Les masures, fermes typiques du Pays de Caux

lundi 9 juillet 2018
par  Francis RENOUT
popularité : 6%

PNG - 223.1 ko
(François Raoul Billion)

« La grand’ route poudreuse se déployait à travers la campagne normande que les ondulations des plaines et les fermes entourées d’arbres font ressembler à un parc sans fin » (Maupassant, 1887)

PNG - 2.1 Mo

Le Pays de Caux évoque, dans l’esprit de chacun, des stéréotypes de la Normandie tels que les clos de pommiers ombragés, les longues chaumières à colombages, les champs de lin bleutés, les vaches aux robes mouchetées ou encore les hautes falaises de la Côte d’Albâtre.
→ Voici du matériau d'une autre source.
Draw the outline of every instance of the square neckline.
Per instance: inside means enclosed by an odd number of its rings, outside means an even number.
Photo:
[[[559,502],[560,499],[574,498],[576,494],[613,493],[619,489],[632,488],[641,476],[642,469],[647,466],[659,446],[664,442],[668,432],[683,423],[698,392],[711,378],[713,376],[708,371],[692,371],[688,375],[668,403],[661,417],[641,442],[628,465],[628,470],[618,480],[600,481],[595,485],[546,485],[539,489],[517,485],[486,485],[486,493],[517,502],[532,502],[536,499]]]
Pourtant, le caractère du paysage cauchois repose aussi sur la forme très particulière de son habitat appelée « masure », « cour-masure » ou tout simplement « cour » par les habitants eux-mêmes.

A travers ces immenses champs de verdure et ces étendues de cultures, par delà ces grands arbres qui gémissent sous le vent, la nature reste secrète, presque sauvage.

PNG - 347.4 ko

Le Pays de Caux est un plateau crayeux, au nord-est de la Normandie, s’étendant sur une grande partie du département de la Seine-Maritime. Ses hautes falaises de craie dominent la mer par endroits d’une centaine de mètres au moins, le plateau pouvant atteindre 150 m d’altitude. Celui-ci est recouvert d’argile à silex et de lœss, ce qui entraîne une riche agriculture, à la fois élevage laitier et culture. 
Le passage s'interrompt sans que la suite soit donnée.